With eight viable candidates for the rotation, in a division that is wide open, the Angels have the luxury of waiting to see how things play out. That potential surplus, hinging in part on successful comebacks from surgeries by Tyler Skaggs and C.J. Wilson, could be used to land a quality outfielder at any point in the season.
One thing is certain: It can't get any worse. The Halos' left fielders last season ranked 28th in the Majors in batting average (.215), 29th in on-base percentage (.275) and 30th, dead last, in slugging (.317).
This was a major reason, along with the departure of Howie Kendrick's productive bat, why the Angels fell from leading the AL in runs scored in 2014 to ranking 12th in '15.
"We absolutely need to set the table better for Mike Trout," manager Mike Scioscia said. "That's an absolute -- how that happens, if it's a leadoff hitter [and] two guys ahead of him, or if he's second with a great on-base guy ahead of him, that's one of the goals -- to get a deeper lineup with particularly being able to set the table for Mike better than we did last year."
Trout led the AL in slugging (.590) and OPS (.991) while batting .352, third in the league, with runners in scoring position. Yet his RBI production slipped to 90 from an AL-high 111 in 2014. This might have cost him his second AL Most Valuable Player Award.
While both are coming off down seasons, Nava and Gentry have the talent to get the job done as a leadoff platoon if they stay healthy.
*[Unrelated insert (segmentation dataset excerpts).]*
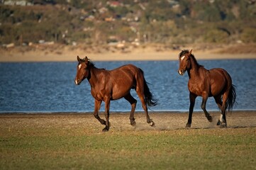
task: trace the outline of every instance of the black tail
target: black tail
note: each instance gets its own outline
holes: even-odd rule
[[[235,104],[236,93],[235,93],[235,86],[232,84],[230,91],[229,92],[228,101],[227,101],[227,108],[228,111],[232,111],[233,106]]]
[[[145,96],[145,102],[146,102],[146,103],[147,103],[147,105],[148,106],[157,106],[158,100],[154,98],[153,95],[152,94],[152,93],[150,91],[150,89],[148,88],[148,83],[145,79],[143,71],[141,69],[140,69],[140,70],[143,74],[143,79],[144,79],[144,96]]]

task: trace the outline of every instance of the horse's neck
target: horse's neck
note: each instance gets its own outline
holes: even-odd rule
[[[199,76],[200,65],[197,63],[195,59],[191,60],[191,68],[188,70],[189,79],[193,79]]]

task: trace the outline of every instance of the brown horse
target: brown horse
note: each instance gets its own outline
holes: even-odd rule
[[[211,115],[206,111],[206,105],[208,97],[213,96],[216,103],[221,110],[221,118],[217,125],[227,126],[226,110],[232,111],[235,103],[235,89],[232,84],[232,79],[228,73],[223,69],[206,69],[199,65],[191,54],[192,50],[182,50],[179,55],[179,68],[178,72],[183,75],[187,71],[189,80],[189,115],[186,128],[190,128],[192,122],[192,113],[197,96],[201,96],[203,101],[201,105],[206,117],[212,122]]]
[[[157,101],[153,98],[142,69],[134,65],[128,64],[108,71],[95,67],[87,57],[80,59],[77,56],[77,72],[74,83],[79,85],[84,79],[88,79],[91,85],[91,95],[95,99],[94,115],[102,125],[106,125],[103,131],[108,131],[109,129],[110,101],[123,97],[131,105],[130,125],[135,125],[134,111],[137,101],[130,95],[130,91],[131,89],[136,91],[141,101],[146,115],[147,123],[150,123],[151,126],[155,125],[148,115],[147,105],[149,106],[156,106]],[[102,101],[105,102],[106,121],[101,119],[98,115]]]

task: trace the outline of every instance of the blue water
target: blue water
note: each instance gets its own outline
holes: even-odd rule
[[[236,86],[238,105],[234,110],[256,110],[256,60],[200,60],[206,69],[226,69]],[[132,63],[140,67],[150,89],[159,105],[154,111],[187,111],[189,106],[188,76],[180,76],[177,61],[96,62],[98,68],[112,69]],[[0,113],[92,112],[94,101],[90,86],[84,80],[79,86],[74,83],[77,62],[0,63]],[[138,101],[137,111],[143,111]],[[196,101],[195,110],[201,110],[201,98]],[[206,108],[218,110],[213,98]],[[104,111],[104,104],[101,111]],[[111,111],[130,111],[124,99],[111,101]]]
Similar in playing style and body type to Calhoun, without the power, Nava, 33 when the season opens, owns a .265/.358/.383 career slash line.
Nava had his best season with the 2013 Red Sox, assembling a .303/.385/.445 slash line with 77 runs scored, 66 RBIs and a career-high 12 homers. A platoon should benefit him. Nava is a .281 hitter with a .787 OPS against right-handers.
Gentry, 32, is a gifted athlete who excelled with the Rangers as a fourth outfielder, hitting .304 and .280, respectively, in 2012 and '13, with a .759 OPS both seasons. He has a .338 career OBP, but he reached .347, .367 and .373 in consecutive seasons in Texas.
Limited to a total of 120 games for the A's the past two seasons, Gentry also benefits from a platoon. He's a .274 career hitter against lefties with a .354 OBP and .720 OPS.
One of the game's best baserunners, Gentry is 77-for-90 in career steal attempts, a superb 85.6 success rate. Nava is only 9-for-14 in his career in steals, but he is a smart, aggressive baserunner.
Both Nava and Gentry are elite defenders, offering a significant upgrade over last year's tag-team of left fielders.
As the season develops, starting pitchers inevitably turn up injured, creating voids. By giving the Nava/Gentry dynamic a chance to work, the Angels might be well served to hold their cards -- and starters -- until a need to deal arises.
This won't make impatient fans happy, but patience rarely does.